2) Rehearse at home what you’ll do at the range: One of the things I did right was to rehearse the range commands and practice the basic loading/unloading process with my child at home with an empty gun. It was always done seriously, safely, and methodically so she could practice repeatedly in a controlled and quiet environment. I’d estimate about two dozen practice sessions before we ever set foot at the range. The practice gave her confidence, let her work out the sequence of activities, and provided her a safe environment to ask questions.

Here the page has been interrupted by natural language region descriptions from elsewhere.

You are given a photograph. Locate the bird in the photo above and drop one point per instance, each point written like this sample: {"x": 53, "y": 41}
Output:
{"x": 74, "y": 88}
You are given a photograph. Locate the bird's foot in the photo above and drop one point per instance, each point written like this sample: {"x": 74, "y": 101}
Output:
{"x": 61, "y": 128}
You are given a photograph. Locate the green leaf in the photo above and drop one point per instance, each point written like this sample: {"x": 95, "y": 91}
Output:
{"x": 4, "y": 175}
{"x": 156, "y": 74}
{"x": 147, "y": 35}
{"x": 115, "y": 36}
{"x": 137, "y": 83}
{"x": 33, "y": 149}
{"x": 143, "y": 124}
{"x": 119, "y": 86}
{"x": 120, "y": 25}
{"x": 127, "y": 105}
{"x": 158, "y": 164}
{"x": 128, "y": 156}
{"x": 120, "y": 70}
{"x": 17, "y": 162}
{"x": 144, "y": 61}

3) Reward accomplishment and make it special: Despite a disastrous first visit and her not getting even a single hit on paper we did manage to get ourselves to a Wendy’s restaurant after the range time and reflect on what she did accomplish. The act of setting aside a special lunch to reward her for the effort helped re-establish a positive spin on the event. When she finally did manage on a subsequent outing to hit the bullseye she got another treat. All this to say positive reinforcement keeps your child engaged. Go big with the verbal praise! Finally, we posted her most recent target up in her bedroom and she gets to show it off to her friends. I’m planning to take a day off from work for the next range trip and she’s already asking me when that’ll be.
4) Get on paper first…then get on target: I was a real idiot on the first trip…I set the target at 50 yards…a 3 inch or so red bullseye on a circular black background. That was too far to see easily and too difficult to hit. So she ended not hitting the paper at all and being disappointed. Instead, I should have set her up at the pistol range – say 15 yards max – and start with the attainable objective of HITTING THE PAPER…yes, just aim center of a clean sheet (back of a target for example). When we did that, she was able to quickly dial in on paper then started tightening up her groups so that 5 shots all stayed inside the 8 inch target. The next time we’ll start at 15 yards again then move the target out to 25 yards. It’s also a good idea to consider what target you use. The black background made seeing the blued front sight and blued rear aperture almost impossible. When we switched to a popular white background with orange accents, her shots got closer and closer to the bull.
5) Personalize so it’s all hers: The Crickett .22LR single shot she shoots is entirely her choice. It’s pink since at the time pink was her favorite color. She’ll be collecting stickers that she’ll want to adorn it with. Personalization makes it, well, personal. You start to own it when it’s an expression of you. I admit it was quite awkward sighting in a pee-wee pink .22LR but I’d do it in a heartbeat even now. She picked out her eye protection and hearing protection as part of the ownership process too.
6) Suppressors are a girl’s best friend: It’s not a coincidence that suppressor ownership in the US is taking off. However, less noise and less recoil are great reasons to own a rimfire suppressor for your daughter to use. If your daughter is particularly sensitive to noise, try to get range time during a weekday session rather than during a busy weekend. It also helps if you can setup on one end of the range rather than in the middle. The best is if you can arrange for her to shoot on private land so she doesn’t have to contend with noisy range neighbors. I found that excessive noise really bothered my daughter and was the one thing I needed to consider high priority.
7) Enjoy it yourself: Clearly, if she sees you’re enthusiastic and speaking highly about your shooting experience, all the more reason she’ll enjoy it. On the contrary, if you’re being a grump and you don’t seem to be having fun – or at least don’t speak about it positively – don’t blame her if she’s hating it.
I hope these 7 things give you some food for thought. It’s no secret that women are the fastest growing segment of the shooting and gun owning/gun buying public. All the more reason to get our “young women” started early and on the right track.